Compareert F. van Munster, zeggende wel van ter zijden te hebben gehoord dat door burgermeesteren een nieuwe wet is gemaakt, over het schoonmaken der straaten, maar dat het is met uitsluiting van de gemeensluiden, dus oordeeld onverpligt te zijn hieröver boete te betalen, en zal zich nevens de verdere gemeensluiden daaröver addresseren daar het behoord, protestere voor zijn persoon inmiddels tegens alle het geene in dezen zonder weete van de gemeensluiden mogte worden ondernomen.

Decreet: Schepenen praesent, houden deze zaak in advijs, om alvorens hunne confraters daarvan kennis te geven, en dien na daarover op heden en drie weeken, of inmiddels na voorgaande denuntiatie aan den pandweerder, in deze zaak recht te wijzen en het decreet te pronuntiëren.

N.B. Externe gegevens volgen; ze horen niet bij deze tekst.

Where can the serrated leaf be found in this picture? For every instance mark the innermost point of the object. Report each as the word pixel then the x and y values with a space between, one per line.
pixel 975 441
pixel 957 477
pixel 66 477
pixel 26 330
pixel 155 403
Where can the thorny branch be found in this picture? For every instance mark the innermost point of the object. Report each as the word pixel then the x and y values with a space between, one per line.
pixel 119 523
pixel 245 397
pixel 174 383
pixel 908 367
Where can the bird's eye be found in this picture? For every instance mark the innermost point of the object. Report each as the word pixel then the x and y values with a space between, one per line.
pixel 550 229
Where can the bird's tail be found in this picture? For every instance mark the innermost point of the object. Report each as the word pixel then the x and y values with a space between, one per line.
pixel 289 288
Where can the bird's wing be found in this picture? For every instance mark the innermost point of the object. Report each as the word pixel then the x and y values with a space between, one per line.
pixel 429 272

Sententie. Hardenbergh den 17 december 1777.
Schepenen met alle attentie gehoord hebbende, de redenen en motiven van pandweringe, ofte de veräntwoordinge van Fred. van Munster, dat hij met recht niet verbeurt hadde, ter zaake van getenteerde pandinge, door den gerichtsdienaar op ordre gedaan, wegens alzoodanige poene van éénen gulden, als hij tegens de resolutie en publicatie van burgermeesteren, schepenen en raaden dezer stad van dato den 7 november 1777 (gebiedende: “Dat voortaan de straaten alle saturdagen, en wel door een yder voor zijn huis, zullen moeten worden afgeveegt en schoongemaakt; zoodanig dat geene drekhoopen daarvan komende op de straaten zullen mogen vernachten, neen maar dat dezelve aanstonds na een behoorlijke plaatze zullen worden verbragt; alles op eene boete van éénen gulden”) door het laten vernachten van drekhoopen op de straat (alwaar ze zelfs van saturdaags tot ’s woensdaags gelegen hebben) verbeurt hadde; vinden de voorgebragte redenen etc. van den pandverweerder Fredrik van Munster niet sufficient, noch van die kracht, om daar door van de geëischte poene geabsolveert, ofte van de boete waarin hij door zijne kwade pandweringe, als vanouds is vervallen, te mogen worden vrijgesproken; derhalve rechtwijzende,

Verklaren door den pandverweerder Fredrik van Munster eene kwaade weringe te zijn gedaan; condemnerende hem dien ten gevole in de gevorderde boete van éénen gulden, en vermits zijne kwaade pandweringe daar en boven in de poene van hondert schillingen, als vanouds, alsmede in de kosten hierover gevallen, bij nevenstaande specificatie bedragende eene summa van 2 guldens en 14 stuivers.